Not a fraction of doubt now remains over the UPA government’s machinations leading up to the hiked cap on foreign direct investment in several crucial sectors. This newspaper has been shouting from the rooftop and the first to put its finger on the Manmohan Singh-led government’s ulterior motive, virtually mortgaging the economy to global corporations who dictate financial terms and conditions that our political maters blindly follow.
It is now out in the open that the effort of the UPA government in hiking the FDI cap was purely a tactical choice, bending to the whimsies of the global retail giants, particularly Wal-mart and Tesco, in the wake of their persistent annoyance over the FDI laws that existed as a check and balance to counter absolute economic deregulation and making the domestic market open to virtually every shock and ripple coursing through the international trade and capital circuits. That the FDI norms were relaxed to chase the elusive FDI in multibrand retail has been the case in point that Millennium Post had been stating from the beginning.

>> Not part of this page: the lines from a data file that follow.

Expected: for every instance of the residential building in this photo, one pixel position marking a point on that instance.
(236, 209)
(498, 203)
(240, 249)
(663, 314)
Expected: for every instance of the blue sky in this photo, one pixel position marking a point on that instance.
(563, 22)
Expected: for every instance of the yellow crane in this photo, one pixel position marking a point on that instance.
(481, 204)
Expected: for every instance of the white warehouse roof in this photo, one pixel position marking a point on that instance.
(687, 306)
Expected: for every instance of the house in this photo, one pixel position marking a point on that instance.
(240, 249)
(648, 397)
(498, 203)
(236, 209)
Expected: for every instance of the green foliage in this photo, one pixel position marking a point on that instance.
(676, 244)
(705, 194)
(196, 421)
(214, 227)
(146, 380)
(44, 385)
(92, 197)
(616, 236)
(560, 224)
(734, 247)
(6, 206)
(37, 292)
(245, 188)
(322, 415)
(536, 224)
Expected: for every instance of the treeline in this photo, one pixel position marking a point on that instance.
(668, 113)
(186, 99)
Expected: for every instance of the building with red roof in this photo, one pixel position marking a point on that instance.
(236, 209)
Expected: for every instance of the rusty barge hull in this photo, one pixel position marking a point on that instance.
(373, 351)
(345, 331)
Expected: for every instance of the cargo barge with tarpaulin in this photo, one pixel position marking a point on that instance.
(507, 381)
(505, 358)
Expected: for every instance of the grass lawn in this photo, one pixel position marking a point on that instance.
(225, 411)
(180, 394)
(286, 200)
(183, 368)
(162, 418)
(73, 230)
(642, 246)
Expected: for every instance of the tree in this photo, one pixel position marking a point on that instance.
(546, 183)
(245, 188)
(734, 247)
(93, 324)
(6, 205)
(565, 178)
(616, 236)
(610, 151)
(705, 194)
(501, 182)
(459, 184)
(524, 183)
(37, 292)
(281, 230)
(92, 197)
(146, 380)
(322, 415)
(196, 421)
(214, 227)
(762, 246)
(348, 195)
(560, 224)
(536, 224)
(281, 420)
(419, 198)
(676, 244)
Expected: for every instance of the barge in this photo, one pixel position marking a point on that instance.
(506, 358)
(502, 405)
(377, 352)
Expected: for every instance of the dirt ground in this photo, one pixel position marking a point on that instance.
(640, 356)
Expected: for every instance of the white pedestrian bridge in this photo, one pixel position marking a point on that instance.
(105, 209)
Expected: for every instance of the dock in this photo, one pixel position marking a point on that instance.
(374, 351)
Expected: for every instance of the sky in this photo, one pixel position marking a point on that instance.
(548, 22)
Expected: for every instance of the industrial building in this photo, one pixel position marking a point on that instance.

It is appalling how the government, after tasting the blood by raising the FDI cap in retail in September 2012, went on to further sell off the sensitive defence, telecom and insurance sectors, opening them up to the global players and compromising severely the security, both physical, national and economic, of the country.
It is now obvious that the entire exercise was a shoddy gimmick, under the pretext of stabilising the dwindling rupee, which in itself had weakened because the US Federal Reserve had decided to withdraw the easy and short-term loan schemes that had hitherto so fired up the roaring engines of the Indian economy.
As if visit after visit from the US government representatives and bearers of high offices were not enough an indication that our ministers were bowing under pressure from the corporate and financial lobbies sitting in Washington, what is deplorable is the manner in which the country has been hoodwinked into believing that the whole endeavour was a concerted effort on the part of the government to rescue the economy from suffering more distress and from preventing the rupee from climbing down further against the dollar, the world’s only reserve currency.
The government’s misguided hope that the sops doled out to the retail giants across the world would ameliorate their grievances and give a happy ending to the sob story of India’s slowing growth is, certainly, disconcerting. In fact, the government is casting a blind eye to the string of reservations that is gaining ground world-wide, particularly, on the ecological implications of having such giant retail units and how they imperil local and hitherto sustainable economies. However, the government’s myopic pursuit of ephemeral GDP figures is clearly pushing the economy down a precipice of overreliance on the unreliable foreign investment trends.